Walter Brueggemann (b. 1933)
Marked by Ashes
Ruler of the Night, Guarantor of the day . . . This day — a gift from you. This day — like none other you have ever given, or we have ever received. This Wednesday dazzles us with gift and newness and possibility. This Wednesday burdens us with the tasks of the day, for we are already halfway home halfway back to committees and memos, halfway back to calls and appointments, halfway on to next Sunday, halfway back, half frazzled, half expectant, half turned toward you, half rather not.
This Wednesday is a long way from Ash Wednesday, but all our Wednesdays are marked by ashes — we begin this day with that taste of ash in our mouth: of failed hope and broken promises, of forgotten children and frightened women, we ourselves are ashes to ashes, dust to dust; we can taste our mortality as we roll the ash around on our tongues.

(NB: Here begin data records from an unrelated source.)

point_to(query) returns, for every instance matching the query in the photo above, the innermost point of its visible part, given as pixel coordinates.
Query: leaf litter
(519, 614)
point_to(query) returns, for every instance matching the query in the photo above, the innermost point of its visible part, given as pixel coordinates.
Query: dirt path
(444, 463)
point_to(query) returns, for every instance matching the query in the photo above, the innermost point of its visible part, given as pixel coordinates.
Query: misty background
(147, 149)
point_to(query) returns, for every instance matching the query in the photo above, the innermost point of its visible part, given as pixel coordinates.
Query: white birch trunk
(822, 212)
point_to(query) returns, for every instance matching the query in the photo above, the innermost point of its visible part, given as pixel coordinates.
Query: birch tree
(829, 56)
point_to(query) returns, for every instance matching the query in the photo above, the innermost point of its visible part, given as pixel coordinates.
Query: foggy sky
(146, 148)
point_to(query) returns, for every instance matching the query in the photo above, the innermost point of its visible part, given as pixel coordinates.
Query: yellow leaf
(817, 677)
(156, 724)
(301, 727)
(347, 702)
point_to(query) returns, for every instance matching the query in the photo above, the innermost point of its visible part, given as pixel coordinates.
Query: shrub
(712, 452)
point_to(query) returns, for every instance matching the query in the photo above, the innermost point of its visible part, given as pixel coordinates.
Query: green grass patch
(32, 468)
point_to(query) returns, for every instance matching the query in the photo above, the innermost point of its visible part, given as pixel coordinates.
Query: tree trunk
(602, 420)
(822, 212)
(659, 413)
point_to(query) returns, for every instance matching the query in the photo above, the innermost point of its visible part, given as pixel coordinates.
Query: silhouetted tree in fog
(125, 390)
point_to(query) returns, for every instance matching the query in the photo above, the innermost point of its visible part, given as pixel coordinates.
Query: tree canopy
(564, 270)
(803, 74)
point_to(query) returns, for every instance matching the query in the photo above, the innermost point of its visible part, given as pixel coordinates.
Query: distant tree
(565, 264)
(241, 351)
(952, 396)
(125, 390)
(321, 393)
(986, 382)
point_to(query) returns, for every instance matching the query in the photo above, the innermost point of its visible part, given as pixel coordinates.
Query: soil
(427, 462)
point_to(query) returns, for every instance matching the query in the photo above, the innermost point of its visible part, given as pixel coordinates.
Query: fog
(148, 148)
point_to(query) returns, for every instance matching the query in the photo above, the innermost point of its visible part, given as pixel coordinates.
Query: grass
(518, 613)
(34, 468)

We are able to ponder our ashness with some confidence, only because our every Wednesday of ashes anticipates your Easter victory over that dry, flaky taste of death.
On this Wednesday, we submit our ashen way to you — you Easter parade of newness. Before the sun sets, take our Wednesday and Easter us, Easter us to joy and energy and courage and freedom; Easter us that we may be fearless for your truth. Come here and Easter our Wednesday with mercy and justice and peace and generosity.
TS Eliot (1888–1965)
Ash Wednesday (first stanza)
Because I do not hope to turn again
Because I do not hope
Because I do not hope to turn
Desiring this man's gift and that man's scope
I no longer strive to strive towards such things
(Why should the aged eagle stretch its wings?)
Why should I mourn
The vanished power of the usual reign?
Because I do not hope to know again
The infirm glory of the positive hour
Because I do not think
Because I know I shall not know
The one veritable transitory power
Because I cannot drink
There, where trees flower, and springs flow, for there is nothing again
Because I know that time is always time
And place is always and only place
And what is actual is actual only for one time
And only for one place
I rejoice that things are as they are and
I renounce the blessed face
And renounce the voice
Because I cannot hope to turn again
Consequently I rejoice, having to construct something
Upon which to rejoice
And pray to God to have mercy upon us
And pray that I may forget
These matters that with myself I too much discuss
Too much explain
Because I do not hope to turn again
Let these words answer
For what is done, not to be done again
May the judgment not be too heavy upon us
Because these wings are no longer wings to fly
But merely vans to beat the air
The air which is now thoroughly small and dry
Smaller and dryer than the will
Teach us to care and not to care
Teach us to sit still.
Pray for us sinners now and at the hour of our death
Pray for us now and at the hour of our death.
From TS Eliot, Collected Poems 1909–1962 (London: Faber and Faber, 1963).